Parce que c’était cela la grosse technique de Philippe l’alcoolique pour soutirer l’affection des gens contre leur gré. Il était présent, toujours présent et même trop présent, n’hésitant jamais à rendre un service afin de clamer haut et fort « regardez comme je suis gentil alors ne me faites pas de reproches ». Si on avait voulu croquer Philippe de manière caricaturale, il aurait pris les traits d’un gros chien remuant un malhabile, plein de poils, la langue baveuse et faisant la fête. Avec ses cheveux un peu longs et rarement coiffés et sa grosse moustache mal entretenue, il avait tout du briard même son caractère puisque l’on dit de ce chien qu’il est joueur et affectueux. C’était cela la caractéristique première de Philippe, le comportement d’un gros chien affectueux, toujours gentil et ne comprenant pas qu’on puisse le houspiller quand il avait fait ses besoins sur la moquette. Sa gentillesse et ses largesses auraient du excuser tout le reste.

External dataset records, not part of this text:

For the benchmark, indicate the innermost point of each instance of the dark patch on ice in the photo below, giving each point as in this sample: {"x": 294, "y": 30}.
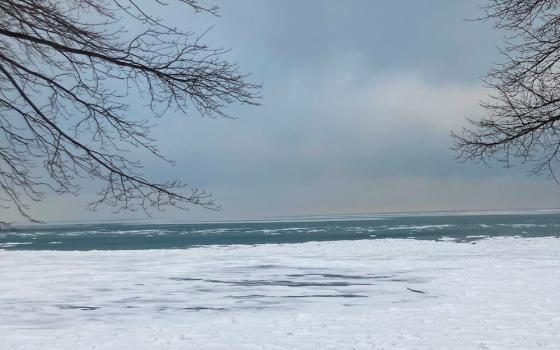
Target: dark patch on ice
{"x": 249, "y": 296}
{"x": 326, "y": 296}
{"x": 286, "y": 283}
{"x": 341, "y": 276}
{"x": 415, "y": 290}
{"x": 192, "y": 308}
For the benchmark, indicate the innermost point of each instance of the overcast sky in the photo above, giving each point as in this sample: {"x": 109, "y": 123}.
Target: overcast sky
{"x": 359, "y": 99}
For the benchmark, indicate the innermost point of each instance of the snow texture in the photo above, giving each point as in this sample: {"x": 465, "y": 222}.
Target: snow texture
{"x": 498, "y": 293}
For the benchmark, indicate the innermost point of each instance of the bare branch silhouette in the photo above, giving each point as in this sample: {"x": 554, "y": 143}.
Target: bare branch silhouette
{"x": 66, "y": 68}
{"x": 522, "y": 116}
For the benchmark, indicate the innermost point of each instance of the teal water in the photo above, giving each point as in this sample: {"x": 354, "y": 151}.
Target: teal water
{"x": 131, "y": 236}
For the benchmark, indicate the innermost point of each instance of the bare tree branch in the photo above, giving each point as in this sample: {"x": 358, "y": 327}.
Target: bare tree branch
{"x": 522, "y": 116}
{"x": 66, "y": 68}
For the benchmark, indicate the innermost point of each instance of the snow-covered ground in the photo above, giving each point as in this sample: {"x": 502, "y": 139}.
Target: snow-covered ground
{"x": 499, "y": 293}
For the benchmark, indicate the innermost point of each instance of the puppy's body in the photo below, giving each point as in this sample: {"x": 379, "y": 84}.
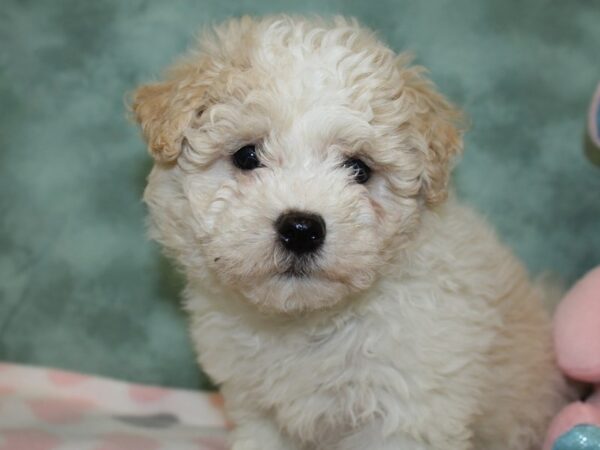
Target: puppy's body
{"x": 449, "y": 350}
{"x": 409, "y": 326}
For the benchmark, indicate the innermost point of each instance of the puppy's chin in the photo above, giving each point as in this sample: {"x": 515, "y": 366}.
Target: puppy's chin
{"x": 295, "y": 293}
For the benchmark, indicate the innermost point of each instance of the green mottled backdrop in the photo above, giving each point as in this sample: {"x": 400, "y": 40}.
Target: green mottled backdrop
{"x": 81, "y": 287}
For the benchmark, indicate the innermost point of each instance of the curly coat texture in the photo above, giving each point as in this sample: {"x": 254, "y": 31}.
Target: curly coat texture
{"x": 413, "y": 328}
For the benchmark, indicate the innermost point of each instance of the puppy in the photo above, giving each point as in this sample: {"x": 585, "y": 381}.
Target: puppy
{"x": 336, "y": 294}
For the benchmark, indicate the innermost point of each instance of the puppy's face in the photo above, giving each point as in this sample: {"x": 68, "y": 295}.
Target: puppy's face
{"x": 293, "y": 160}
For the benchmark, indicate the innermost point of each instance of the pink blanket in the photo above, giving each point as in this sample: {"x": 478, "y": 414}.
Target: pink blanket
{"x": 46, "y": 409}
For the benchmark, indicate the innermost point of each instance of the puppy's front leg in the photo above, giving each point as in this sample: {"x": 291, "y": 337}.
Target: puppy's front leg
{"x": 259, "y": 434}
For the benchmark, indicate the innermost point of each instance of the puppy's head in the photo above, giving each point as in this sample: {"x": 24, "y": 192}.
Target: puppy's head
{"x": 293, "y": 159}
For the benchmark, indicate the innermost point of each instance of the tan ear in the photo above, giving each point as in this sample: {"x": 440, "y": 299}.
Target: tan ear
{"x": 164, "y": 110}
{"x": 445, "y": 142}
{"x": 442, "y": 126}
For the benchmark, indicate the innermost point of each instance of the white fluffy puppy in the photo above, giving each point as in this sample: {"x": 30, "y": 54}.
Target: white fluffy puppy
{"x": 337, "y": 297}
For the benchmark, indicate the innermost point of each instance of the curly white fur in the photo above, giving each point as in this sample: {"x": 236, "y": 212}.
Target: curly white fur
{"x": 415, "y": 328}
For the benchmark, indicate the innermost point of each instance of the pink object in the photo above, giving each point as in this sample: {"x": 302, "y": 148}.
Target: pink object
{"x": 45, "y": 409}
{"x": 145, "y": 394}
{"x": 577, "y": 343}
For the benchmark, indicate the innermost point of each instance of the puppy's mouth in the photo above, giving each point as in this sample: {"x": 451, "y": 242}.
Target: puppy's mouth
{"x": 299, "y": 268}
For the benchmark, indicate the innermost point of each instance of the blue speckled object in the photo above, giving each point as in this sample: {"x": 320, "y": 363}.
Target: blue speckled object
{"x": 581, "y": 437}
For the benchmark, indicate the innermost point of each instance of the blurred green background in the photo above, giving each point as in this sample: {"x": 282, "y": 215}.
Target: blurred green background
{"x": 80, "y": 285}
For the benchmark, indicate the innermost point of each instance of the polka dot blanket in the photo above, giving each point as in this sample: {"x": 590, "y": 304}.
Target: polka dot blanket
{"x": 46, "y": 409}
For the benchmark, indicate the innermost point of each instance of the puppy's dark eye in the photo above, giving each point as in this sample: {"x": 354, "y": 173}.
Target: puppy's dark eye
{"x": 361, "y": 171}
{"x": 246, "y": 158}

S’agissant de ses enfants, il me semble que ses relations avec ses fils s’étaient quelque peu améliorées. Sans doute, qu’étant plus âgés, ils avaient constaté de vrais changements chez leur père. Et si tout n’était pas réglé, ils avaient sans doute suffisamment de maturité pour comprendre que les quelques efforts qu’il avait faits, lui avaient vraiment coûtés. En ce qui concerne sa fille, je n’ai jamais su s’ils s’étaient vraiment retrouvés. D’après lui, son épouse avait fait en sorte de le faire passer pour un monstre. Je ne l’ai jamais vraiment cru ans la mesure où il était le seul artisan de sa déchéance. Sans doute, que sa fille ayant constaté elle-même la dégringolade inéluctable de son père, elle lui en tenait rigueur. J’avais proposé à Philippe de la recevoir. Dans la mesure où elle était majeure, c’était possible. J’aurais fait en sorte de comprendre ce qu’elle ressentait de négatif pour son père tout en lui précisant qu’elle aurait été précieuse dans le mécanisme thérapeutique dans la mesure où elle comptait tant pour lui. Je n’ai jamais su si Philippe lui avait proposé mais le fait est que je ne l’ai jamais vue. Je m’en suis un peu voulu de ne pas avoir insisté pour la contacter car elle aurait été une alliée précieuse. Je crois que je lui aurais dit qu’elle et moi savions à quoi nous en tenir concernant son père mais qu’une chose était sure : il l’aimait plus que tout.

Voilà un peu le discours que j’aurais tenu si j’avais tenté la chose. Non pour la faire culpabiliser mais simplement pour lui faire comprendre qu’à vingt ans on peut être parfois définitif dans ses jugements mais qu’il n’est pas si facile de juger autrui. Son père, je le connaissais intimement et tout ce qu’il ne m’a jamais dit, je l’ai deviné par ses silences. Bien qu’il ait été plus âgé que moi, j’ai toujours pensé que c’était quelqu’un de brillant d’attachant doublé d’un « sacré petit con manipulateur ». Et quand il arrivait qu’il me pousse à bout, je ne me cachais pas pour lui dire ses quatre vérités. J’aurais compris que sa fille agisse de même.

Même si souvent, je m’en suis voulu de ne pas être assez ferme, aussi ferme que je l’aurais voulu dans mes rêves de « psy tout puissant », je sais que l’humilité et la réalité m’obligent à reconnaître que le cas était lourd et que je ne pouvais sans doute rien réparer convenablement mais tout juste « bricoler » pour que « cela tienne » encore quelques années. Il aurait fallu de la part de Philippe de meilleures prises de conscience. Je pense qu’au fond de lui, il les avait faites mais qu’il avait pris l’habitude de vivre ainsi et qu’il s’en trouvait bien. C’était devenu une sorte de « permissionnaire » au long cours, se tenant assez loin de la vie. Il voulait juste que les choses s’améliorent un peu mais pas qu’elles changent véritablement. Je crois qu’il était heureux de sa vie de dilettante. Après avoir tellement lutté contre ce qu’il était, il était parvenu à une sorte de détachement philosophique. Désormais il vivrait comme il l’entendrait.  En s’éloignant du spectre dépressif, il était devenu épicurien à sa manière.